Il sistema salta quando uno dei clienti dovrà farsi pagare dal cliente che lo segue una cifra superiore a qualunque bene o servizio possa vendergli. Se tutti i clienti creano 1000 euro e l'interesse è il 5% come negli esempi fin qua fatti, il decimo cliente avrà preso in prestito 1000 euro, ne avrà pagati 450 al nono cliente in cambio di qualcosa (con essi il nono avrà saldato i suoi debiti) e si troverà obbligato a prendere dall'undicesimo 500 euro (450 che aveva speso + i 50 di interesse sui 1000 euro). Se il decimo cliente non ha nulla da vendere all'undicesimo che possa valere 500 euro si dovrà arrendere, ammettere con la BN che non è in grado di ripagare i propri debiti e fallire.

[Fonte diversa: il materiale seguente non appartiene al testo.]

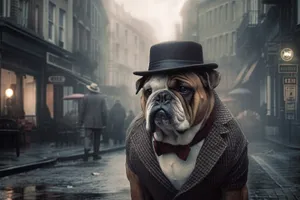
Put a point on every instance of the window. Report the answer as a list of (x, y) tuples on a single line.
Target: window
[(216, 16), (233, 42), (62, 28), (51, 22), (226, 12), (233, 10), (93, 15), (226, 44), (245, 6), (135, 60), (126, 37), (36, 19), (81, 30), (220, 15), (221, 47), (6, 8), (298, 11), (126, 56), (135, 40), (117, 30), (142, 46), (253, 12), (23, 13), (87, 46), (117, 51)]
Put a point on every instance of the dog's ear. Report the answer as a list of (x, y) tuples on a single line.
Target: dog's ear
[(210, 79), (139, 84)]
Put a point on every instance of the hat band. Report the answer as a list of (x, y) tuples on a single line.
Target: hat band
[(166, 64)]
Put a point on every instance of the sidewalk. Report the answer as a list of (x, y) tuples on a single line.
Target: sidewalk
[(42, 155)]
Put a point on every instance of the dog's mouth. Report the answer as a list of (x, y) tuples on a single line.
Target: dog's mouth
[(161, 121)]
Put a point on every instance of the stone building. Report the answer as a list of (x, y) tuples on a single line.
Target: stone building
[(217, 23), (129, 43)]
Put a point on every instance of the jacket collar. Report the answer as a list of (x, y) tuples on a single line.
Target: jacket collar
[(211, 151)]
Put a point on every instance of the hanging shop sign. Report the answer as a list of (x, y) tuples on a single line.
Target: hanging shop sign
[(58, 61), (288, 68), (287, 54), (56, 79), (290, 92), (290, 80)]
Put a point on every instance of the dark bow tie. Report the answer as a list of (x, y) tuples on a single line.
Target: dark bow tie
[(182, 151)]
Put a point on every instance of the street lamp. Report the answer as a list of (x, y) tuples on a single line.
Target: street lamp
[(287, 54), (9, 93)]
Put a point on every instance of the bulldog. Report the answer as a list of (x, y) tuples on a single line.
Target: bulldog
[(185, 144)]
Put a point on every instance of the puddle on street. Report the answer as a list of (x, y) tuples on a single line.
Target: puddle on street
[(48, 193)]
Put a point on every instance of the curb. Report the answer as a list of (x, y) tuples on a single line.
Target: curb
[(282, 144), (49, 162), (27, 167)]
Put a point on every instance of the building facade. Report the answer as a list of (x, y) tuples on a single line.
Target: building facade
[(272, 45), (46, 54), (216, 27), (99, 40), (129, 43)]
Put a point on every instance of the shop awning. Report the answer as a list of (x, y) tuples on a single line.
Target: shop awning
[(249, 72)]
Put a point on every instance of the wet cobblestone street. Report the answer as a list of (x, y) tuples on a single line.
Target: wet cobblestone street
[(274, 174)]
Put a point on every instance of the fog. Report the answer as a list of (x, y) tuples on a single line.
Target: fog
[(160, 14)]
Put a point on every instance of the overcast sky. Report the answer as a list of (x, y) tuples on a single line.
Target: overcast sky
[(161, 14)]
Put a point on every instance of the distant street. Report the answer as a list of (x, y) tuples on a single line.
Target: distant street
[(274, 174)]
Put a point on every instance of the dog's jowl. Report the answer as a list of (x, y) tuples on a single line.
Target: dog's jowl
[(185, 144)]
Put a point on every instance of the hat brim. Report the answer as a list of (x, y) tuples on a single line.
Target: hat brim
[(196, 67), (93, 90)]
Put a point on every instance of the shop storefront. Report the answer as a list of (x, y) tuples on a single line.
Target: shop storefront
[(22, 64), (62, 80)]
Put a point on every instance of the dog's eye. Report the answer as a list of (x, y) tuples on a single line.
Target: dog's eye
[(148, 92), (184, 90)]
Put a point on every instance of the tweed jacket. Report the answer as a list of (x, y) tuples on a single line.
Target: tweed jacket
[(222, 163)]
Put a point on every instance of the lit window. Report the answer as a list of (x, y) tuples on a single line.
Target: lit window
[(6, 8), (233, 10), (62, 28), (36, 18), (51, 22), (23, 13)]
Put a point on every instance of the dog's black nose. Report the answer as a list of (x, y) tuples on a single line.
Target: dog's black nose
[(163, 97)]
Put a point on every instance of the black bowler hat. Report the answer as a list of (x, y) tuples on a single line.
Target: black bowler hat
[(176, 56)]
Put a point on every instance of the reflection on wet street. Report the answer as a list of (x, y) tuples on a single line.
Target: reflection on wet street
[(103, 179), (274, 174)]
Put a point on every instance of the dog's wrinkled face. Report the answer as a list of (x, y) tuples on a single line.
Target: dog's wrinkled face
[(172, 104)]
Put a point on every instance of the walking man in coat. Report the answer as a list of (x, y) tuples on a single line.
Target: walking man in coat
[(93, 116)]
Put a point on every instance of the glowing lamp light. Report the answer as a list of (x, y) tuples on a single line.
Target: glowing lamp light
[(9, 93), (287, 54)]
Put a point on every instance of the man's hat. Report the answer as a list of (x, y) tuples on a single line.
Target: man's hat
[(93, 87), (175, 56)]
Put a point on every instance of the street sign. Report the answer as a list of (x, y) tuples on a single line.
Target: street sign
[(288, 68), (56, 79), (287, 54), (290, 80), (290, 92)]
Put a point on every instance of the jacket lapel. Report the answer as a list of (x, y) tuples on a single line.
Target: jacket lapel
[(143, 147), (212, 149)]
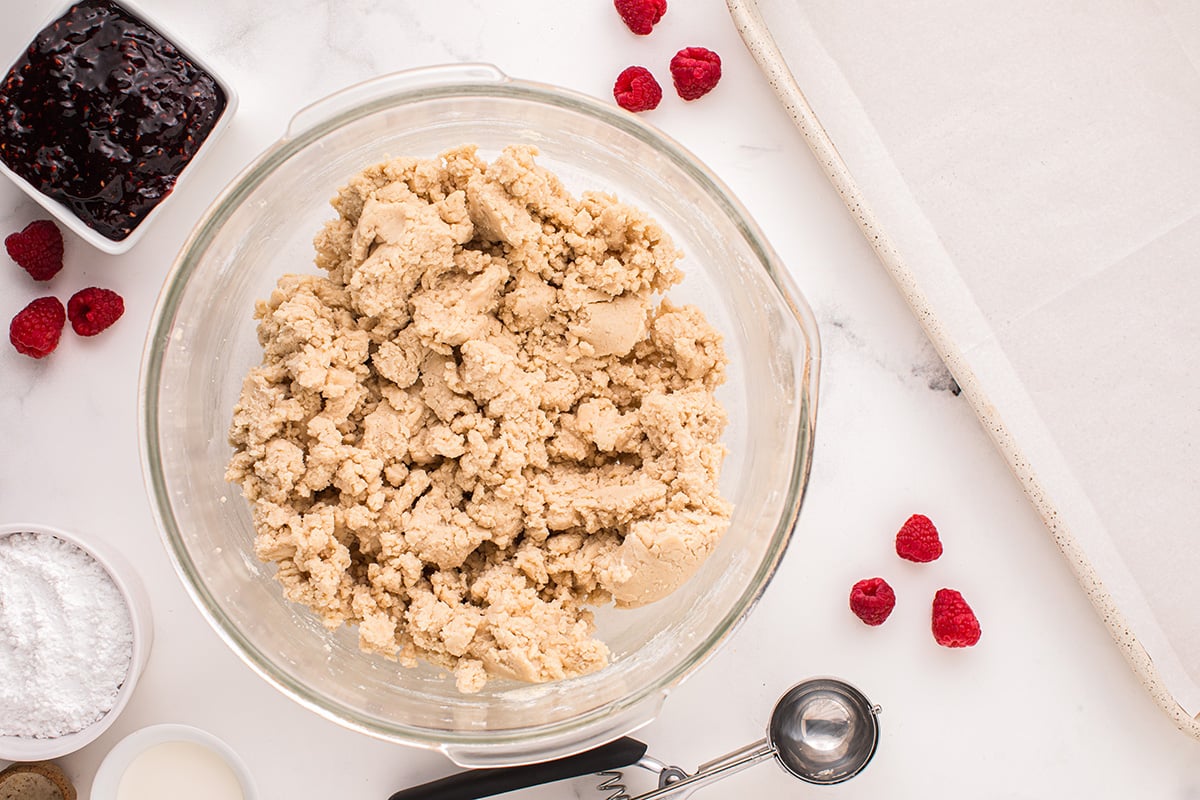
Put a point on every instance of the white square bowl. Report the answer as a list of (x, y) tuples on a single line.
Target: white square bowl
[(61, 211)]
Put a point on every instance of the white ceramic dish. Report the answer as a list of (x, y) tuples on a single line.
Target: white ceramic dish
[(112, 769), (24, 749), (64, 214)]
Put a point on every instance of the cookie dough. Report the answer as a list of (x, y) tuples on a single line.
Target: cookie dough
[(481, 422)]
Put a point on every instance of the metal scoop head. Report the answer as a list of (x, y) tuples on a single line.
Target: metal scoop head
[(823, 731)]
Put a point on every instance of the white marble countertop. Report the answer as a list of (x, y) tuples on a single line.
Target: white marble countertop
[(1044, 707)]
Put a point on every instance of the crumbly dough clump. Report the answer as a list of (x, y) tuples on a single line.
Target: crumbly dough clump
[(480, 423)]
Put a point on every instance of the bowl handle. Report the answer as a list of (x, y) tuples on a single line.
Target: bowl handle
[(389, 84)]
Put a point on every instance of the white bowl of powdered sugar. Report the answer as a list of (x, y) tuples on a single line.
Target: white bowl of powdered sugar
[(75, 635)]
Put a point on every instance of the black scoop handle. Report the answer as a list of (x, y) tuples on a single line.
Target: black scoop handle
[(473, 785)]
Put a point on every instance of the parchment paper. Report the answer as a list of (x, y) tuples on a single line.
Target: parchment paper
[(1037, 167)]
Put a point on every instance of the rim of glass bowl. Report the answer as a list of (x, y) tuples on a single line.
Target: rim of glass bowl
[(251, 178)]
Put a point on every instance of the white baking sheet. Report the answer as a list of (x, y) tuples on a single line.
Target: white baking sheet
[(1037, 169)]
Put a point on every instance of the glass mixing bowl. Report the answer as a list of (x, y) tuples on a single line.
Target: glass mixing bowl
[(203, 341)]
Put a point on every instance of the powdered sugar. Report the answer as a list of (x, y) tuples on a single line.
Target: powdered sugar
[(66, 637)]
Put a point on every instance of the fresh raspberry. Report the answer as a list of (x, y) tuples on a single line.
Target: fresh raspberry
[(37, 248), (36, 329), (917, 540), (93, 310), (873, 600), (954, 624), (641, 16), (636, 90), (695, 71)]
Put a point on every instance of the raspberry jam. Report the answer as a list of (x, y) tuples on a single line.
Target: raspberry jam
[(102, 113)]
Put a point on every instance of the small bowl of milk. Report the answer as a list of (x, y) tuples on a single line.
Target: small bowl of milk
[(173, 761)]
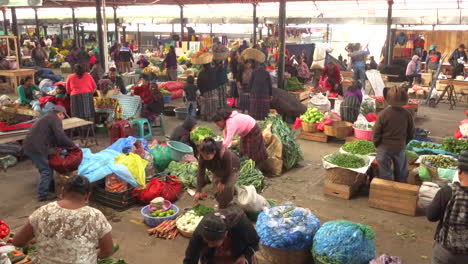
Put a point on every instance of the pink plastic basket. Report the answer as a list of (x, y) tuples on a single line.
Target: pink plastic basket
[(363, 134)]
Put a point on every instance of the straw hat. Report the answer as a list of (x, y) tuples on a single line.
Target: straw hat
[(396, 96)]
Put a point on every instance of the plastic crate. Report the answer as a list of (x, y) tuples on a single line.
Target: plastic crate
[(119, 201)]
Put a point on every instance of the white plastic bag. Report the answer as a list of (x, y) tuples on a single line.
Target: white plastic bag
[(249, 200), (427, 193)]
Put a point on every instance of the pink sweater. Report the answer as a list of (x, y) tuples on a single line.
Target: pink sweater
[(237, 124)]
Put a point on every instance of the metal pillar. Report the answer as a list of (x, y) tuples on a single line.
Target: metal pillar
[(75, 29), (100, 33), (255, 22), (116, 24), (182, 23), (36, 20), (14, 29), (5, 23), (282, 40), (389, 45)]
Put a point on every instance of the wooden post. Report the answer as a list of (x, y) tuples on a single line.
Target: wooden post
[(254, 37), (282, 41), (389, 45), (116, 24), (100, 33)]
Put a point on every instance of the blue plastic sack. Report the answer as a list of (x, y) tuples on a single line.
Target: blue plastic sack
[(97, 166), (287, 227), (344, 242)]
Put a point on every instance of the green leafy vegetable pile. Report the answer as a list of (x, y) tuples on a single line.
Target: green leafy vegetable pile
[(250, 175), (294, 84), (201, 133), (292, 152), (455, 146), (440, 161), (346, 160), (361, 147), (312, 115), (202, 210)]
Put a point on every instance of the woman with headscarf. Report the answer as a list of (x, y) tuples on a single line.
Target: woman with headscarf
[(206, 83), (81, 87), (260, 93), (226, 237)]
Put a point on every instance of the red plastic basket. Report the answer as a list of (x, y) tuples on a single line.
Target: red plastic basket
[(363, 134)]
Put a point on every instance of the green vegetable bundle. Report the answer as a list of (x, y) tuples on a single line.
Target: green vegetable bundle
[(293, 84), (250, 175), (440, 161), (312, 115), (346, 160), (455, 146), (292, 152), (201, 133), (361, 147)]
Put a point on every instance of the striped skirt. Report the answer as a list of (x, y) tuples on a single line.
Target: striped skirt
[(259, 107), (209, 103), (252, 145), (82, 106)]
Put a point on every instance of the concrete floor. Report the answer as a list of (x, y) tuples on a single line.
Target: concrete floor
[(408, 237)]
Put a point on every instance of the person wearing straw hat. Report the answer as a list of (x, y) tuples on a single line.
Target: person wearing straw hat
[(449, 207), (393, 129), (46, 134)]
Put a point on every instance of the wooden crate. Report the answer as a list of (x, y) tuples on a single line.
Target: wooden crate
[(393, 196), (315, 136)]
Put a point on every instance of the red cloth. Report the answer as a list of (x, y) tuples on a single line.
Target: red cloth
[(144, 92), (81, 85)]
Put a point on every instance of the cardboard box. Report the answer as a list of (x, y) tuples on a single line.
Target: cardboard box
[(393, 196)]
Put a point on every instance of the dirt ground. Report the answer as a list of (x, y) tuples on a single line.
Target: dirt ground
[(408, 237)]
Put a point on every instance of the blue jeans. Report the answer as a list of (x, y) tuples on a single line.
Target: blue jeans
[(192, 108), (360, 73), (41, 161), (386, 158)]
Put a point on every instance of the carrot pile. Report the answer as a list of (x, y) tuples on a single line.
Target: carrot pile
[(166, 230)]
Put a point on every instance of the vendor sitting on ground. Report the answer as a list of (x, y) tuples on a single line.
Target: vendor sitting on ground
[(449, 208), (68, 231), (224, 165), (251, 140), (330, 80), (26, 91), (349, 108), (182, 133), (226, 237), (45, 134), (393, 129)]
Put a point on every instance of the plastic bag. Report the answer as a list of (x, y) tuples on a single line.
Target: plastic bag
[(162, 157), (68, 162), (135, 164), (287, 227), (168, 187)]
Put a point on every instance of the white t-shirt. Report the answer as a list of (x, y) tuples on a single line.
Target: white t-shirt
[(66, 236)]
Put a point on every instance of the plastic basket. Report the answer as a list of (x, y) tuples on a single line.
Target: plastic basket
[(339, 129), (155, 221), (309, 127), (363, 134), (179, 150)]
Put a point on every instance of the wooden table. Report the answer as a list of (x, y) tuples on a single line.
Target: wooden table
[(15, 75), (70, 123)]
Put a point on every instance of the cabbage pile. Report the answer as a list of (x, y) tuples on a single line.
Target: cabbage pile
[(343, 242), (287, 227)]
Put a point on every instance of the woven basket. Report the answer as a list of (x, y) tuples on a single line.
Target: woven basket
[(343, 176), (204, 58), (221, 55), (309, 127), (283, 256), (339, 129), (253, 54)]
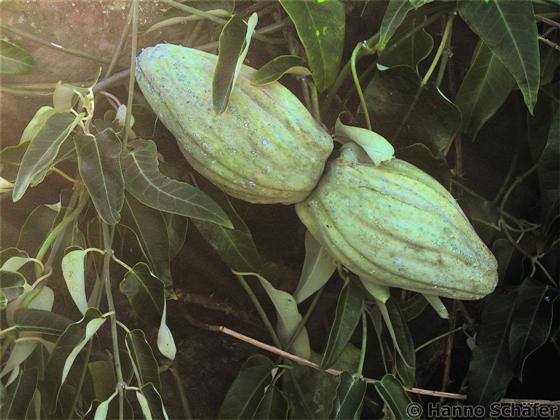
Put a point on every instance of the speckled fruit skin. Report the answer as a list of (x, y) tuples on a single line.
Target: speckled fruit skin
[(394, 225), (265, 148)]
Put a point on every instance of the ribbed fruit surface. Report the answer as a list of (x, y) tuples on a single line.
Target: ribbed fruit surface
[(265, 148), (395, 225)]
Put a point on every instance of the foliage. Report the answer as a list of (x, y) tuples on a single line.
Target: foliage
[(92, 271)]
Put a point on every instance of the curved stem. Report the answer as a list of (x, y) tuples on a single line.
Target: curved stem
[(363, 104), (107, 244), (131, 80), (443, 43), (259, 309), (364, 343)]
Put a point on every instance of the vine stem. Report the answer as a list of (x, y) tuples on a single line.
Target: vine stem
[(131, 80), (336, 372), (439, 52), (259, 308), (107, 244), (362, 361)]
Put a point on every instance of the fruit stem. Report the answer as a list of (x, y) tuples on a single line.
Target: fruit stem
[(442, 44)]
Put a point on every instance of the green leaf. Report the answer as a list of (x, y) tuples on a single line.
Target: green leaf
[(14, 59), (64, 354), (349, 397), (11, 286), (348, 312), (35, 229), (435, 165), (247, 390), (144, 291), (151, 403), (490, 370), (509, 29), (405, 113), (100, 168), (377, 148), (394, 395), (549, 163), (103, 408), (102, 374), (320, 26), (20, 395), (233, 46), (409, 46), (47, 137), (278, 67), (165, 341), (274, 405), (531, 321), (235, 246), (39, 320), (146, 183), (73, 265), (151, 231), (318, 393), (484, 89), (398, 330), (394, 15), (142, 358), (11, 157), (318, 267), (177, 227), (288, 319)]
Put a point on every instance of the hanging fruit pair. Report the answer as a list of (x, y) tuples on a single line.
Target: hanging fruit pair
[(384, 219)]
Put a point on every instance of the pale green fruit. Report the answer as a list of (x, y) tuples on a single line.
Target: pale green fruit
[(394, 225), (265, 148)]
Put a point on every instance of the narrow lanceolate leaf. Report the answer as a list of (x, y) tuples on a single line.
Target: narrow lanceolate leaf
[(247, 390), (395, 397), (143, 361), (14, 59), (149, 186), (60, 362), (405, 112), (320, 27), (348, 311), (531, 321), (235, 246), (145, 292), (318, 268), (349, 397), (288, 319), (278, 67), (233, 47), (274, 405), (509, 29), (100, 167), (484, 89), (394, 15), (490, 370), (150, 229), (20, 395), (151, 403), (73, 271), (47, 137), (165, 341)]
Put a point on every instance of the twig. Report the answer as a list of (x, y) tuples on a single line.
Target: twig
[(449, 348), (549, 43), (336, 372)]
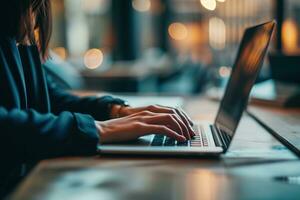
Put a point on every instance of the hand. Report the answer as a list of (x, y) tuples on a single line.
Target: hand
[(180, 114), (142, 123)]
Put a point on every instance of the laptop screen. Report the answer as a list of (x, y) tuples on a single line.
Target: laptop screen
[(249, 60)]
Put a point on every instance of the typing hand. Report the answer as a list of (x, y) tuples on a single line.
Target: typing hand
[(140, 123)]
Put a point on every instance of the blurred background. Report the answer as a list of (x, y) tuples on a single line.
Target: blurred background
[(180, 47)]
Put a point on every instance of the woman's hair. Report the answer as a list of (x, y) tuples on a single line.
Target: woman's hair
[(28, 21)]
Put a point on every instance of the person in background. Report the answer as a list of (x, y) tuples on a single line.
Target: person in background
[(39, 120)]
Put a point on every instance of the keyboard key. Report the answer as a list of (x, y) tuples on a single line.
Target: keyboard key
[(169, 142), (158, 140), (183, 144)]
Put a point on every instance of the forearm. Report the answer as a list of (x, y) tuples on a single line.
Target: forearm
[(28, 135)]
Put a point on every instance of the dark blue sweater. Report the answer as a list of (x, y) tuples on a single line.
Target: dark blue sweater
[(37, 119)]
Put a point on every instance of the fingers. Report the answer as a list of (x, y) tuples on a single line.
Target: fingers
[(163, 130), (186, 121), (169, 117), (172, 121)]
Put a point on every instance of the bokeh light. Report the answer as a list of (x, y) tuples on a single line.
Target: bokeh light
[(61, 52), (290, 35), (93, 58), (209, 4), (141, 5), (178, 31), (217, 33), (224, 72)]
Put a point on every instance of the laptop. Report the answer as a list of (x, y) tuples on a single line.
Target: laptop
[(212, 139)]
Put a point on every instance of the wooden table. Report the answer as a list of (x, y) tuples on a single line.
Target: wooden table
[(254, 153)]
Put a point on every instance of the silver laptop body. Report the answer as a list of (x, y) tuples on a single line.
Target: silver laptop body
[(213, 138)]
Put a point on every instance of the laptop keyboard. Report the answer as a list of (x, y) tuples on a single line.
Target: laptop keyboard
[(199, 140)]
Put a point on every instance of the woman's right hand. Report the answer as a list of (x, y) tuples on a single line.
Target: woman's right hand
[(143, 123)]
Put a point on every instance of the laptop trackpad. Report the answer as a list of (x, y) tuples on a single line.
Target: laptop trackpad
[(142, 141)]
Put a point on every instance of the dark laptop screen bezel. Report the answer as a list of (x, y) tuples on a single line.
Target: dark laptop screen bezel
[(220, 122)]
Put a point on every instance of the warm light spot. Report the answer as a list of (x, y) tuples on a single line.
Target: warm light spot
[(61, 52), (93, 58), (290, 35), (178, 31), (209, 4), (217, 33), (141, 5), (224, 71)]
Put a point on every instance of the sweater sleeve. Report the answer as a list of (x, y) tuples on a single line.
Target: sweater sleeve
[(98, 107), (28, 135)]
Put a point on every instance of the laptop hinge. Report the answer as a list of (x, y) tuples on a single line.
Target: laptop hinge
[(218, 141)]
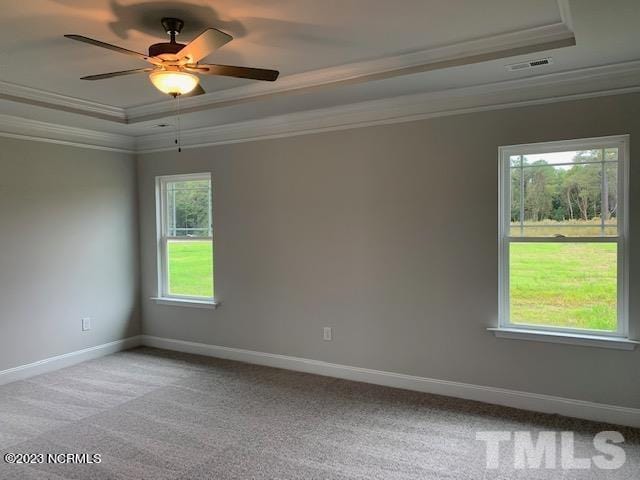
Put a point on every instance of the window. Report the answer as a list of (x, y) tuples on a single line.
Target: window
[(562, 239), (185, 238)]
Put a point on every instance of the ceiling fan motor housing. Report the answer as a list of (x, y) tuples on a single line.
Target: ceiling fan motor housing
[(158, 49), (173, 27)]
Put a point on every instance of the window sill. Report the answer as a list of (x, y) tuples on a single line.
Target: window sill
[(617, 343), (179, 302)]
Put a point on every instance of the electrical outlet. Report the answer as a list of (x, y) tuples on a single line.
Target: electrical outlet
[(86, 324), (327, 333)]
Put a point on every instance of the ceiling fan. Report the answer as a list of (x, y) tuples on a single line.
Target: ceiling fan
[(174, 64)]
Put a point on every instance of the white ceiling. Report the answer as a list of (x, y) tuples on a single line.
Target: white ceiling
[(297, 37)]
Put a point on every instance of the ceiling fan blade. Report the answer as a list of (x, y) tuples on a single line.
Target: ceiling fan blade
[(205, 43), (196, 91), (115, 48), (102, 76), (239, 72)]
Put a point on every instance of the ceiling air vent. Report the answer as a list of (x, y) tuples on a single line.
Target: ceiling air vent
[(540, 62)]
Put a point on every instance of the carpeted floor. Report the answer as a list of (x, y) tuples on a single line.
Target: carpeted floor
[(153, 414)]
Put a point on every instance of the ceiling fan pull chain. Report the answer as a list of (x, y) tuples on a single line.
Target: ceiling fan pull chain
[(176, 124), (179, 127)]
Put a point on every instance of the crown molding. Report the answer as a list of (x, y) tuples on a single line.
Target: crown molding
[(43, 98), (23, 128), (488, 48), (571, 85), (556, 87), (464, 53)]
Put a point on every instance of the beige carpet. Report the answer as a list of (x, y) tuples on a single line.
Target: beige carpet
[(153, 414)]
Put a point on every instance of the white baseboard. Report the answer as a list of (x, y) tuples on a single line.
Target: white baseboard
[(67, 359), (511, 398)]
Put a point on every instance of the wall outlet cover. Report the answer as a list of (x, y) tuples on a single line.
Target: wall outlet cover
[(327, 333)]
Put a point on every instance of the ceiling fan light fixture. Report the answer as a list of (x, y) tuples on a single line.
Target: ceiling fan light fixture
[(174, 82)]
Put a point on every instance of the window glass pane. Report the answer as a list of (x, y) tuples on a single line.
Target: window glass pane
[(563, 194), (188, 208), (568, 285), (516, 184), (190, 268), (558, 158)]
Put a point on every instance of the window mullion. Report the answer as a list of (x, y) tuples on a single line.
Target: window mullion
[(522, 195)]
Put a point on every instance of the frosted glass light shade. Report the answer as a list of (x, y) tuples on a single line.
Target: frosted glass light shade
[(173, 82)]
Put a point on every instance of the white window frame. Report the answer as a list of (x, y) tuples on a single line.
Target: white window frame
[(164, 296), (504, 239)]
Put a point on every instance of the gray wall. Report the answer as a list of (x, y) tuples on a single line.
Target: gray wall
[(387, 234), (68, 249)]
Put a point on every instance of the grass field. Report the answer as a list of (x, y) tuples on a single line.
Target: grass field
[(191, 268), (572, 285)]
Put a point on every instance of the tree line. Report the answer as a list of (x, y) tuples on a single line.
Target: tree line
[(581, 191)]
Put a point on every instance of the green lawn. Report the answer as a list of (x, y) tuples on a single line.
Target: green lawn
[(571, 285), (191, 268)]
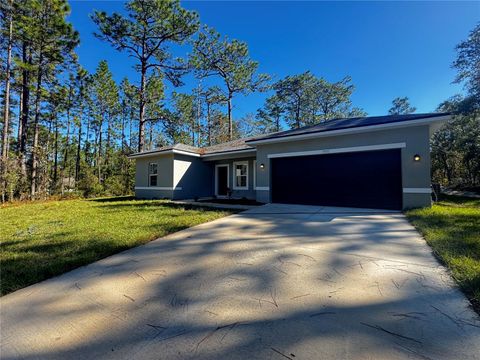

Questo banale esempio mette in luce che il sistema è destinato a fallire. Il suo debito complessivo è sempre superiore al denaro esistente e per poterlo ripagare il sistema si comporta come quegli individui che pagano i propri debiti facendo altri debiti.

Tornando al caso del primo cliente, chiamiamo il principale del debito (indichiamolo con x) i 1000 euro di debito, ai quali corrispondono 1000 euro di denaro effettivamente creato (sempre indicato come x) . Al principale va poi sommato un 5% di interesse (chiamiamolo y) che viene definito servizio sul debito.

Riassumendo se il debito complessivo del sistema economico in ogni dato momento è uguale a x+y(y=servizio sul debito), il denaro esistente è teoricamente uguale a x. Spero non ci siano dubbi sul fatto che x+y>x (il servizio sul debito non è una quantità negativa).

Si tratta quindi di un debito irripagabile, ma che allo stesso tempo va pagato.

Un altro paradosso.

Come fa il sistema bancario a tenere tutto in piedi?

Molto banalmente, continuando a creare denaro. Se il denaro esistente è pari x e il debito totale è x+y , per poterlo ripagare mi basta creare una quantità di denaro sufficiente a far si che il denaro totale diventi x2=x+y. Semplice no? Si, se non fosse che questo denaro x2 viene creato tramite le banche, anche esso come debito con sopra un interesse. Se ho creato una quantità complessiva di denaro x2, il debito totale del sistema sarà diventato x2+y. Per pagare questo debito devo creare una quantità di denaro x3=x2+y. A quel punto il debito complessivo del sistema diventerà x3+y e richiederà la creazione di una quantità di denaro x4=x3+y e così via.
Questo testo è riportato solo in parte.